Les hommes et les femmes ne mangent pas ensemble : donc deux groupes – celui des femmes et celui des hommes – sont constitués. Il n’est pas étonnant de voir un troisième groupe composé d’enfants. Le repas est servi dans de grandes tasses et non dans des assiettes. Chaque groupe entoure son plat. La plus jeune des femmes va chercher de l’eau dans un petit récipient (la femme qui sert le plat peut aussi venir avec l’eau si les enfants ne sont pas en âge de le faire). L’eau se trouvant dans le récipient est appelée "tèkè ko dji" (l’eau pour se laver les mains). L’aîné (généralement le chef de famille) se lave les mains puis le récipient fait le tour en respectant le droit d’aînesse. Le fait de se laver les mains dans le même récipient est significatif : il montre l’unicité. Ceux qui se lavent les mains dans le même récipient sont unis par un lien sacré. Le fait de se laver les mains dans un ordre décroissant permet de montrer aux enfants l’ordre de préséance. Ainsi, chaque enfant sait qui sont les enfants plus âgés que lui et à qui il doit du respect.
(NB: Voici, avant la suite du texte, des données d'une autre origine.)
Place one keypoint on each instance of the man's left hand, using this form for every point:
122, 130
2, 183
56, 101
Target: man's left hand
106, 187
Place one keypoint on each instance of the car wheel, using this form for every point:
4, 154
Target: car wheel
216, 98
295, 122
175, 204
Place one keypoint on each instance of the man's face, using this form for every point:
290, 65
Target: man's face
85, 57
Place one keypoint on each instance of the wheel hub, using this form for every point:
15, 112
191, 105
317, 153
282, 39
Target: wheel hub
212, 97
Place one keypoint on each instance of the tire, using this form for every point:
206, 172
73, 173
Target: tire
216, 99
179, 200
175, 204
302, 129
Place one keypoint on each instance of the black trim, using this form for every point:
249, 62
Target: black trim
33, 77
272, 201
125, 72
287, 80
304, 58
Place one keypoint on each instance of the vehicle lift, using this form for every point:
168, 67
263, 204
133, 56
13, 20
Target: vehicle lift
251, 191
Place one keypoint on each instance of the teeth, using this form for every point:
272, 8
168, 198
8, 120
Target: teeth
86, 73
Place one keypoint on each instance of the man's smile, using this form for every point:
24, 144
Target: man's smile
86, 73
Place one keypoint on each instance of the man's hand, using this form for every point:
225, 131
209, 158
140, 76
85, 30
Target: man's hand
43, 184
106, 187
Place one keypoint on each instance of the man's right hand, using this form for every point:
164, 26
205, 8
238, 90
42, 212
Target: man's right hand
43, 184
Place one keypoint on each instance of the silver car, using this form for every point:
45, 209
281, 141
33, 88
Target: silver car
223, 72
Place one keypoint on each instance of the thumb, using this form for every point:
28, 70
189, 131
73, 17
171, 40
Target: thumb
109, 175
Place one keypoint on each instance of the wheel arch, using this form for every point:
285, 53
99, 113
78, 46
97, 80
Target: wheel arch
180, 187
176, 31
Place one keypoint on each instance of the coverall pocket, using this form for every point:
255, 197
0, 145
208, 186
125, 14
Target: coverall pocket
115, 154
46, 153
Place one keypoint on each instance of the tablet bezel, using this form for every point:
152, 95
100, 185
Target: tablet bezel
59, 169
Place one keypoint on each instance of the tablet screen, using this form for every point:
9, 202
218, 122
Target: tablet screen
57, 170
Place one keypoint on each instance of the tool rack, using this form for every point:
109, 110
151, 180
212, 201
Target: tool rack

L’aîné prend la première tartine. Les autres mangent ensuite. Cela a un sens : si le plat est empoisonné, l’aîné qui a vécu plus longtemps que les autres accepte de mourir (les jeunes sont appelés à perpétuer la race). Si le plat n’est pas mangeable, il invite la cuisinière à venir le reprendre.
En mangeant, les enfants ne parlent pas ; ils doivent baisser les yeux ; ils saisissent le rebord de la tasse avec la main gauche ; ils doivent manger devant eux, ils attendent qu’on leur donne de la viande ; ils doivent éviter la précipitation en mâchant la bouchée de riz ; ils ne doivent prendre une nouvelle tartine qu’après avoir avalé la précédente. Le jour où la quantité de plat est insuffisante, les autres se retirent progressivement après quelques tartines. Le cadet sera le dernier à se retirer et il mangera à satiété.
Après le repas, chacun dit à ses aînés "a barka", c'est-à-dire "Merci". Celui qui ne le fait pas est rappelé à l’ordre. Nous terminons par ces propos d’Amadou Hampâté Bâ (2000, p. 209) : "Toute cette discipline ne visait nullement à torturer inutilement l’enfant, mais lui enseignait un art de vivre."
* Amadou Hampâté Bâ, Amkoullel l’enfant peul, Éditions J’ai lu, Paris, 2000, p. 210.